Federal agencies will soon start using new rules for giving contracting preferences to minority-owned businesses, under guidance published in the Federal Register last week.
The guidance follows President Clinton's June 24 announcement of the rules, which are meant to balance the administration's support of affirmative action programs with a 1995 Supreme Court decision limiting minority preferences in federal programs.
Under the new rules, the Commerce Department will develop an annual list of industries in which small minority-owned companies have a smaller percentage of the federal market than the minority businesses have in the entire U.S. market. Only companies in industries that make the list will qualify for special consideration when agencies award contracts.

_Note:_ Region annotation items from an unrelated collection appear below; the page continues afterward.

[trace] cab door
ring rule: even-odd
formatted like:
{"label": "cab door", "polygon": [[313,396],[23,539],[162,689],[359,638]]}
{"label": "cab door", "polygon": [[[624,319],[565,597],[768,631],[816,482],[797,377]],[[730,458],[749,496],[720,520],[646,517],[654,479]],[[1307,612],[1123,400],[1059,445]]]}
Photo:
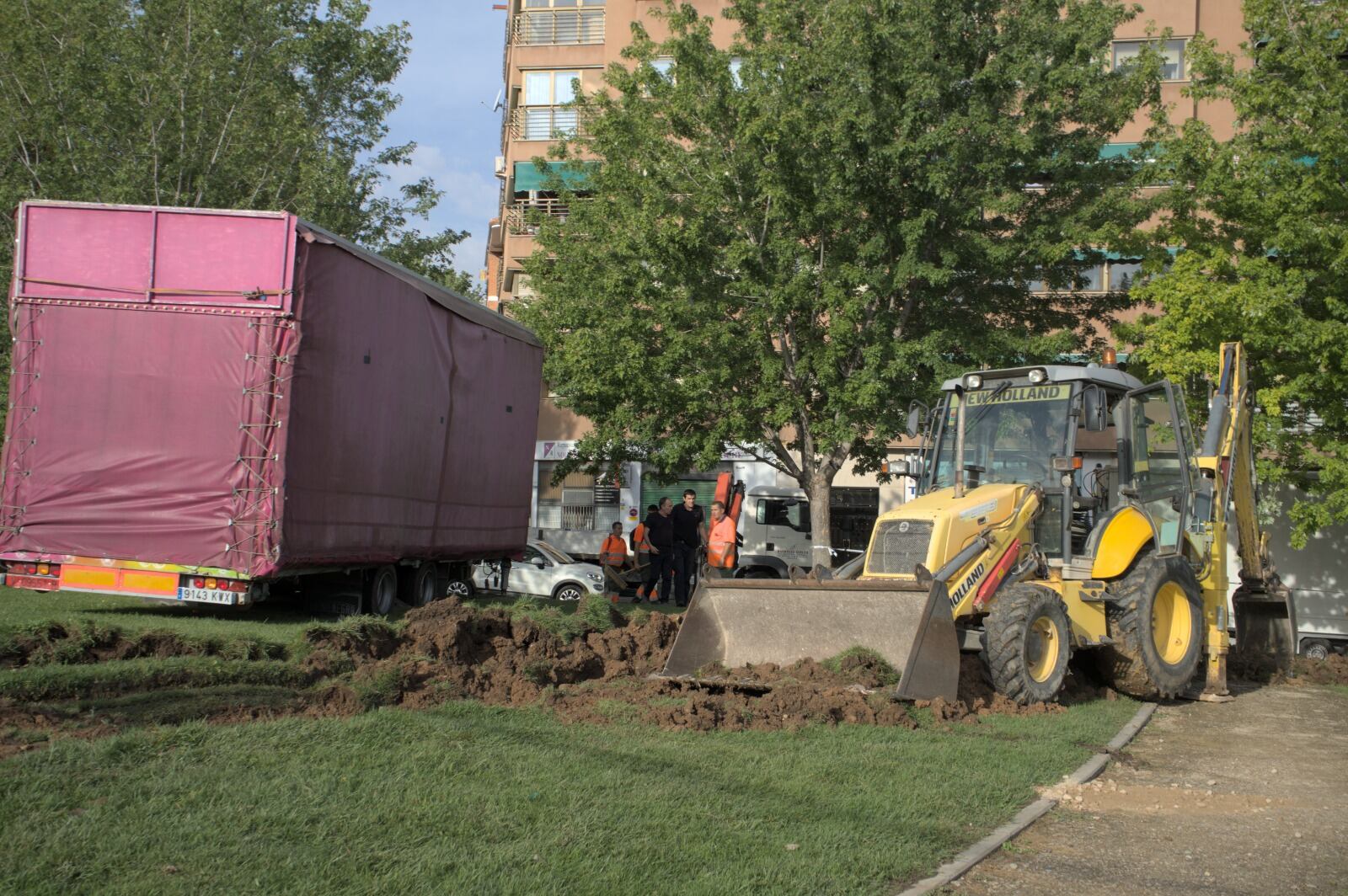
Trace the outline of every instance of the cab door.
{"label": "cab door", "polygon": [[1169,381],[1134,389],[1127,397],[1128,482],[1120,494],[1131,499],[1151,519],[1157,531],[1157,552],[1175,554],[1192,512],[1189,420]]}

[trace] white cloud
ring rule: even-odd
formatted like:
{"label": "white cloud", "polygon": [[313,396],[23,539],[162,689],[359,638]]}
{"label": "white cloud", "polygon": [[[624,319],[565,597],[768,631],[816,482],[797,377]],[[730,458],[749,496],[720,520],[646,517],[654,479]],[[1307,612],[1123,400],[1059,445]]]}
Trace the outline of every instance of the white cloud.
{"label": "white cloud", "polygon": [[383,185],[386,195],[396,195],[398,189],[421,178],[430,178],[443,193],[439,205],[430,214],[430,228],[476,230],[496,217],[500,182],[485,166],[470,167],[462,159],[448,159],[435,146],[418,146],[411,162],[388,168]]}

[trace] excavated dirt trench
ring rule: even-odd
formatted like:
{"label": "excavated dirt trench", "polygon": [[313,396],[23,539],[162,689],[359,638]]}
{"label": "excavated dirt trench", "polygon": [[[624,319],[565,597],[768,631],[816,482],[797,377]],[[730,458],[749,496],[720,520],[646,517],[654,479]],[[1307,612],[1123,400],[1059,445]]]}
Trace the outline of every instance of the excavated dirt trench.
{"label": "excavated dirt trench", "polygon": [[[892,671],[865,656],[847,656],[836,671],[806,659],[786,667],[767,663],[706,670],[696,682],[648,678],[663,668],[677,633],[677,618],[651,614],[565,641],[527,617],[445,601],[408,613],[396,643],[319,639],[306,663],[315,674],[355,663],[350,683],[333,684],[319,701],[334,711],[368,703],[360,694],[373,686],[386,702],[412,707],[472,698],[493,705],[542,705],[566,721],[625,719],[665,729],[917,725],[907,705],[888,695],[886,680]],[[1105,695],[1070,679],[1065,699]],[[917,706],[930,707],[940,721],[1064,711],[1057,703],[1016,706],[993,694],[976,658],[965,658],[958,701]]]}
{"label": "excavated dirt trench", "polygon": [[[915,707],[890,697],[894,671],[865,655],[847,655],[829,667],[807,659],[785,667],[767,663],[709,668],[698,680],[654,679],[678,633],[679,617],[652,613],[628,620],[607,605],[601,609],[609,613],[605,621],[612,628],[592,627],[570,640],[526,613],[480,610],[456,601],[408,612],[400,631],[381,621],[315,628],[306,636],[310,651],[301,663],[311,686],[278,689],[264,698],[189,691],[201,695],[198,703],[191,703],[187,697],[150,690],[127,697],[143,702],[135,711],[102,706],[90,710],[78,701],[61,706],[0,701],[0,757],[38,746],[49,734],[98,737],[146,724],[175,724],[194,711],[198,714],[193,718],[244,722],[477,699],[500,706],[543,706],[572,722],[624,721],[671,730],[733,732],[797,730],[809,724],[915,728],[921,714],[913,709],[929,709],[941,724],[976,724],[988,714],[1062,713],[1065,705],[1116,697],[1073,671],[1061,703],[1018,706],[992,691],[981,663],[972,655],[961,660],[958,699],[919,702]],[[57,628],[20,645],[4,658],[5,664],[97,663],[204,649],[171,635],[90,637],[88,632]],[[1332,658],[1305,678],[1343,680],[1345,671],[1348,660]]]}

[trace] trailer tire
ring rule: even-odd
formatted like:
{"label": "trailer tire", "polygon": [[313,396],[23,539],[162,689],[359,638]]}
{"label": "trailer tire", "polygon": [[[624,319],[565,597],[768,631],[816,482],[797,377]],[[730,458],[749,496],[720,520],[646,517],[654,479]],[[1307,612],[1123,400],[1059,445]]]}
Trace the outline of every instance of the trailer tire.
{"label": "trailer tire", "polygon": [[388,563],[379,566],[365,577],[361,608],[375,616],[388,616],[394,612],[394,600],[398,597],[398,567]]}
{"label": "trailer tire", "polygon": [[417,566],[399,566],[398,600],[408,606],[426,606],[445,596],[438,582],[439,569],[435,563],[426,561]]}
{"label": "trailer tire", "polygon": [[1147,552],[1107,590],[1113,644],[1100,648],[1100,670],[1130,697],[1177,697],[1202,660],[1202,593],[1193,570],[1181,556]]}
{"label": "trailer tire", "polygon": [[1308,660],[1326,660],[1332,652],[1329,641],[1320,637],[1308,637],[1301,643],[1301,655]]}
{"label": "trailer tire", "polygon": [[983,625],[983,659],[992,687],[1020,703],[1058,699],[1072,658],[1072,622],[1046,587],[1012,585],[992,601]]}

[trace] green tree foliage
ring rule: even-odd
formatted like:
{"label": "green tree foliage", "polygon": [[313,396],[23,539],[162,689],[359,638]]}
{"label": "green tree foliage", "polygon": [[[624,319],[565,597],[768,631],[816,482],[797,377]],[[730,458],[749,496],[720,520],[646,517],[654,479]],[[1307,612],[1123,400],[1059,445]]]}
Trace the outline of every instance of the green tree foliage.
{"label": "green tree foliage", "polygon": [[836,473],[875,469],[910,399],[1080,345],[1126,302],[1024,284],[1070,287],[1080,247],[1146,217],[1134,166],[1099,155],[1157,67],[1111,71],[1131,12],[1105,0],[735,0],[728,50],[692,7],[662,15],[670,36],[634,26],[576,104],[558,158],[605,162],[539,222],[520,317],[594,422],[576,462],[736,445],[807,489],[826,542]]}
{"label": "green tree foliage", "polygon": [[1192,44],[1193,94],[1232,102],[1237,133],[1190,121],[1163,146],[1159,236],[1186,251],[1134,291],[1163,313],[1122,333],[1181,381],[1246,344],[1260,476],[1313,496],[1291,508],[1299,546],[1348,520],[1348,3],[1246,0],[1244,18],[1240,58]]}
{"label": "green tree foliage", "polygon": [[[12,0],[0,11],[0,207],[26,198],[283,209],[464,291],[421,233],[429,179],[380,190],[406,23],[359,0]],[[0,218],[9,280],[13,221]]]}

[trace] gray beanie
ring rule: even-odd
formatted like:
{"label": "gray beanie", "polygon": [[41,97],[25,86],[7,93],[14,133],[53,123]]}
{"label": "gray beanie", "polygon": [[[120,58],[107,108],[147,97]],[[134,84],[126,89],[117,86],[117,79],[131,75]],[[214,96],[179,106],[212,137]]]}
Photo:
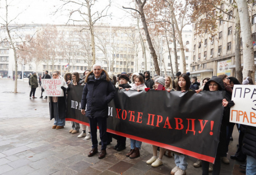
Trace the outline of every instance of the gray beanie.
{"label": "gray beanie", "polygon": [[155,80],[155,83],[157,82],[159,83],[159,84],[162,84],[163,85],[165,85],[165,78],[162,76],[160,76],[160,77],[158,77]]}

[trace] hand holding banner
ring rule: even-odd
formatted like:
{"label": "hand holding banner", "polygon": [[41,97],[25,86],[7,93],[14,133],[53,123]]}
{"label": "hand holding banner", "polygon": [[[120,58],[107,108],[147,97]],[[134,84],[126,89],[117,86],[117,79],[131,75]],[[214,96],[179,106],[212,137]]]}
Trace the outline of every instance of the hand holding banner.
{"label": "hand holding banner", "polygon": [[55,97],[64,96],[61,88],[63,81],[62,79],[42,79],[42,87],[45,90],[44,95]]}

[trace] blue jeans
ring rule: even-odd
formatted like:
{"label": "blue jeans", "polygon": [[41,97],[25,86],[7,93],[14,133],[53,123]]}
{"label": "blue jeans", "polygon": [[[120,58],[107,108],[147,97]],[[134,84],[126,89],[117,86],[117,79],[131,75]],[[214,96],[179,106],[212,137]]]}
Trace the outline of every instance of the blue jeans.
{"label": "blue jeans", "polygon": [[182,170],[185,170],[188,167],[188,163],[187,162],[187,155],[181,154],[178,155],[174,154],[174,161],[176,166]]}
{"label": "blue jeans", "polygon": [[256,159],[247,155],[246,175],[256,175]]}
{"label": "blue jeans", "polygon": [[139,150],[140,150],[140,147],[142,144],[142,142],[136,140],[130,139],[131,140],[131,149],[134,150],[135,147],[138,148]]}
{"label": "blue jeans", "polygon": [[65,119],[60,119],[58,112],[58,103],[52,102],[53,105],[53,113],[54,114],[54,123],[53,124],[57,126],[65,126],[66,120]]}

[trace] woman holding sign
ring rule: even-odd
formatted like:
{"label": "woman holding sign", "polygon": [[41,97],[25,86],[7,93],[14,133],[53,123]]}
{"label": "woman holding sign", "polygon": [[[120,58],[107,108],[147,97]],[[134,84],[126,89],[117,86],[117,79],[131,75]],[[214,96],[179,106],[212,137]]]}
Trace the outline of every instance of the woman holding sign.
{"label": "woman holding sign", "polygon": [[[225,91],[224,84],[221,78],[214,77],[209,80],[205,84],[203,90],[210,91]],[[219,140],[218,144],[217,153],[215,158],[214,164],[213,165],[213,175],[218,175],[221,172],[221,156],[226,154],[226,137],[227,123],[229,120],[230,108],[234,105],[234,103],[229,98],[229,94],[226,93],[226,98],[229,100],[228,102],[226,99],[222,100],[222,106],[224,107],[224,111],[221,126],[219,134]],[[202,160],[203,175],[209,174],[209,162]]]}
{"label": "woman holding sign", "polygon": [[[61,78],[56,71],[53,72],[52,74],[53,79]],[[65,124],[65,116],[66,115],[66,106],[67,96],[66,95],[66,88],[67,85],[63,81],[61,89],[63,91],[63,96],[52,97],[48,96],[48,101],[49,102],[50,108],[50,119],[52,120],[54,118],[54,124],[53,129],[59,130],[64,128]]]}

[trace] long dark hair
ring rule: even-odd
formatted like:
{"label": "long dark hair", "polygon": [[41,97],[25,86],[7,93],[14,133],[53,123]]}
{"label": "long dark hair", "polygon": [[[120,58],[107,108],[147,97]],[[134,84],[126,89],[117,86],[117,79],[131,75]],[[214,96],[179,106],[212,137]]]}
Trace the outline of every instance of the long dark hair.
{"label": "long dark hair", "polygon": [[181,89],[178,84],[179,80],[181,77],[183,78],[186,81],[185,91],[189,91],[189,88],[190,87],[190,79],[189,78],[189,77],[188,76],[188,75],[187,73],[182,73],[178,77],[178,85],[177,86],[177,91],[181,91]]}

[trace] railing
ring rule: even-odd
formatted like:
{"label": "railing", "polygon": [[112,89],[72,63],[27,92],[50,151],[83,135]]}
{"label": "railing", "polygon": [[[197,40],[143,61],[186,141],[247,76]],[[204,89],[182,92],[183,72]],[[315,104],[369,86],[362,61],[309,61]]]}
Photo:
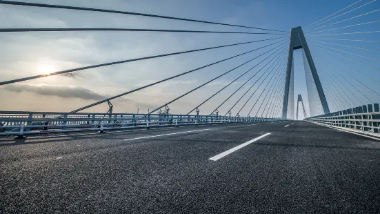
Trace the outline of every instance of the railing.
{"label": "railing", "polygon": [[380,109],[378,104],[312,117],[306,120],[380,137]]}
{"label": "railing", "polygon": [[95,131],[223,123],[286,120],[280,118],[170,114],[86,113],[0,111],[0,136]]}

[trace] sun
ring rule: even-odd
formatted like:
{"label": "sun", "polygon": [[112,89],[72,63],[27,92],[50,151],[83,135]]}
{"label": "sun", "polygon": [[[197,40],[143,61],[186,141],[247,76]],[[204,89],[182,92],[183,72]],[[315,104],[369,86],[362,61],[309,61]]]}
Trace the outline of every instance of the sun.
{"label": "sun", "polygon": [[55,71],[55,68],[48,64],[41,64],[38,66],[38,71],[41,75],[46,75]]}

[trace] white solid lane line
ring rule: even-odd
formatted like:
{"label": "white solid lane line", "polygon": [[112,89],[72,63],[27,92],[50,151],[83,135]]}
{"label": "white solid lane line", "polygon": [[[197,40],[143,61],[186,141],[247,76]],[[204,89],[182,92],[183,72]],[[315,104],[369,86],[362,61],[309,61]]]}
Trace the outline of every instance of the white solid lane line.
{"label": "white solid lane line", "polygon": [[161,137],[161,136],[166,136],[166,135],[178,135],[178,134],[183,134],[183,133],[194,133],[194,132],[199,132],[201,130],[210,130],[210,128],[206,129],[200,129],[200,130],[188,130],[187,132],[181,132],[181,133],[169,133],[169,134],[163,134],[163,135],[154,135],[154,136],[147,136],[147,137],[136,137],[136,138],[131,138],[131,139],[125,139],[124,140],[132,140],[132,139],[144,139],[144,138],[150,138],[150,137]]}
{"label": "white solid lane line", "polygon": [[267,135],[270,135],[270,133],[266,133],[266,134],[263,135],[261,135],[261,136],[260,136],[260,137],[256,137],[256,138],[254,138],[254,139],[252,139],[250,140],[249,142],[245,142],[245,143],[243,144],[240,144],[240,145],[239,145],[239,146],[235,146],[235,147],[234,147],[234,148],[231,148],[231,149],[229,149],[229,150],[226,150],[226,151],[225,151],[225,152],[223,152],[223,153],[220,153],[220,154],[219,154],[219,155],[215,155],[215,156],[214,156],[214,157],[210,157],[210,158],[209,158],[208,159],[212,160],[212,161],[217,161],[218,159],[222,158],[223,157],[226,156],[226,155],[230,155],[230,153],[232,153],[236,151],[237,150],[240,149],[240,148],[243,148],[243,147],[244,147],[244,146],[248,146],[248,145],[249,145],[249,144],[250,144],[254,142],[255,141],[259,140],[259,139],[261,139],[261,138],[263,138],[263,137],[266,137],[266,136],[267,136]]}

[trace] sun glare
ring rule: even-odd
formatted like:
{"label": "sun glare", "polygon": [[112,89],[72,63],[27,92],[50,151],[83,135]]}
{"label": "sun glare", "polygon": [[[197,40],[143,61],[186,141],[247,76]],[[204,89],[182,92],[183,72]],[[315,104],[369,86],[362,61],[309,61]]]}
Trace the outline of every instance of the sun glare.
{"label": "sun glare", "polygon": [[52,65],[43,64],[39,66],[38,71],[39,73],[41,75],[48,74],[55,71],[55,68]]}

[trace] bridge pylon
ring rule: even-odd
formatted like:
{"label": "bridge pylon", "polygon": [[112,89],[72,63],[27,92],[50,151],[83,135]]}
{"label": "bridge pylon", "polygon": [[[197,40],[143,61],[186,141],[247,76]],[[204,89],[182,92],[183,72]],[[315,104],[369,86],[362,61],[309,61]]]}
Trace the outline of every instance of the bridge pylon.
{"label": "bridge pylon", "polygon": [[283,118],[294,119],[293,50],[301,48],[303,57],[310,116],[330,113],[328,104],[302,28],[297,27],[292,28],[290,31],[282,109]]}

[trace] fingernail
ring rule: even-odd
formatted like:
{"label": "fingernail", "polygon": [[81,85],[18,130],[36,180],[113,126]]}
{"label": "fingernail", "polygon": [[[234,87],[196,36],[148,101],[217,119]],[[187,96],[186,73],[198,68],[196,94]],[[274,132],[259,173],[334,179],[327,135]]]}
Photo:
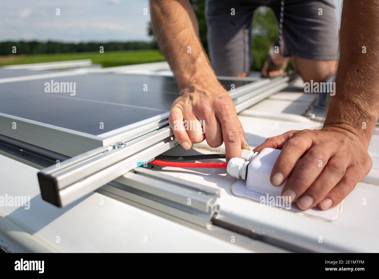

For example, if minority-owned widget makers took home 3 percent of federal widget business but 8 percent of the U.S. widget market, then widget makers would qualify for preferences in federal procurement. Qualifying firms can bid up to 10 percent higher than the lowest non-minority-owned business and still be considered the lowest bidder.
In two powerhouses in federal contracting--the computer equipment industry and major portions of the construction industry--minority-owned businesses will not be able to claim a preference under the new standards.
A new rule also gives prime contractors extra credit in contracting decisions if they use small disadvantaged businesses as subcontractors. But the subcontractors must be in industries that make the Commerce Department list.
The changes to federal procurement rules follow the 1995 Supreme Court decision in Adarand Constructors Inc. v. Pena. In that decision, the court ruled that a "strict scrutiny" standard must be applied to any federal program giving preferences to minorities. To make its point, the court used the word "scrutiny" 89 times in its opinion, according to Public Administration Review.
The federal government--particularly the Justice, Commerce and Defense departments, the General Services Administration and the White House--have spent the last three years figuring out how to translate the court's ruling into procurement policy.
The rules take effect Jan. 1, 1999. They were published in the Federal Register on June 30 and July 1.